光と影
それから色んな場所で遊び倒す中。
「ちょっと君たち」
この大人数を誰が何だと思ったのか、おまわりさんの登場である。
「は、え? 何で警察?」
立花をはじめ、ある程度考えの浅そうな連中は皆慌て始めた。
「だから言ったろ、今日は平日なんだ」
「でも俺ら学校休みなんだぜ? 何で疑われてんだぁ?」
「唯の警察だ、俺らが休校だなんて知るわけないさ」
きっとそうだ。テスト期間中にショッピングモールへ行くのと同じなんだ、きっと。
「違うんじゃないかな」
「え」
優奈が横から入ってくる。
「木立川学園の事情、多分知られてるよ」
「じゃあ一体――あ」
「分かった?」
うむ、大体察した。
唯の休校なら、他のクラスや学年の生徒がここに遊びに来ててもおかしくないはずだ。
だが今はどうだ。来ているのは俺らだけだ。それも全員勢ぞろいで。
結論を言えば"はしゃぎ過ぎ"である。
世間が木立川学園について噂している中ではしゃぐ俺達。差し詰め警察は、慎めとでも言いたいのだろう。
「大人しく家に帰りなさい」
「――わりぃ、みんな」
渋々と警察の言うことに従う。まあ仕方ない。
明らかに落ち込む立花をみんなで「気にするな」と慰めるのだが、あまり効果はなさそうだった。
◇ ◇ ◇
結局、半日くらい暇になる。
俺と優奈はリビングでテレビをつけたが、平日の真昼間から面白いものがやっているはずも無く消すに至る。
いくつかあるDVDは、どれも優奈の私物でラブストーリーばかり。流石に見る気になれない。
こうなったらゲームやるか漫画でも読むか――とも思ったが、ゲームはつい先日優奈と盛り上がってやること無くしたし、漫画も漫画で最近読破したばかり。
新しく何か買うのもアリかと思ったが、碌な計画もなくモノを買うのは、少ない小遣いで生きてきた俺にとってはポリシーに反する。よって、結局外に出るのもやめた。
ならば料理でもして身内の帰りを迎えようか――と思ったところで、俺は先日交わしたおじさんとの会話を思い出した。優奈は料理が絶望的に下手なのに自信を持っているから、2人で居るときに何か作るのはやめたほうが良い――とのこと。
「……」
結論。つんだ。
隣にいる優奈といえば、いつのまにか俺の肩に頭を乗せて心地良さそうに眠っている。
窓から差し込む日の光が良い感じに俺らを照らしていて、隣から聞こえてくる寝息のリズムと相俟って――なんだか俺まで眠くなってきたぞ。

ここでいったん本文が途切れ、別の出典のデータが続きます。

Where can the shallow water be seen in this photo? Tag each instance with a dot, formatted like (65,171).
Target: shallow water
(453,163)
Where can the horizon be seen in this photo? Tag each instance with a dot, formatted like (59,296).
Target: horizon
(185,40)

ま、たまには昼寝も良いだろう。座ったまま日の光でまどろむのもまた一興、俺は睡魔に身を任せた。
◇ ◇ ◇
「……?」
「あ、起きた」
目を覚ますと、夕方だった。リビングが夕焼けで黄昏時に染めている。
「んー……ん?」
何かおかしい。そう思ったのは、ぼやけた視界がはっきりして来た頃。
しかも、どうやら横になってるみたいだ。いつの間に横になってしまったのやら――と思いつつ、俺を見下ろしている優奈を見ると。
「……!?」
何かおかしい――その原因が解明した。
結論を言うと、膝枕の状態である。
「ご、ごめん優奈!」
「いいの。私がやったんだから」
「え?」
何故、と問う前に答えが帰ってくる。
「言ったでしょ、温もりを思い出してって。裕也君はそうやって、少しずつ人との関わりを思いだすといいよ」
「……」
関わってはいけない。思い出してはいけない。そうすれば、優奈は死ぬ。
そう言い聞かせているのに、俺は――甘えてしまう。
心の渇望には勝てないようだ。
「全部聞いたんだよ、お父さんから。お父さんは、裕也君がいた孤児院の院長さんから。偶然とはいえ、つらいこと経験してきちゃったんだね」
「――偶然だと思う?」
「そりゃそうだよ。だってファンタジーじゃあるまいし」
「……」
最初に優奈を見たとき、俺は太陽みたいな奴だと思った。それはどうやら合っていたようで、微笑む優奈の笑みは――俺には眩しすぎる。
強い光ほど濃い影を作り上げる。俺の中にある何かの壁――その向こうにある傷だらけの心は、より漆黒へと染まっていくのだ。
この子だけは殺してはいけない。出来る事なら前を見て、その明るさに見合った将来を歩んでほしい。俺とは即ち、前に居られるような人間ではないし。
だが、光と影は表裏一体。もしも、俺がその脇役になれるなら――――
――――進んで他人と関わろう。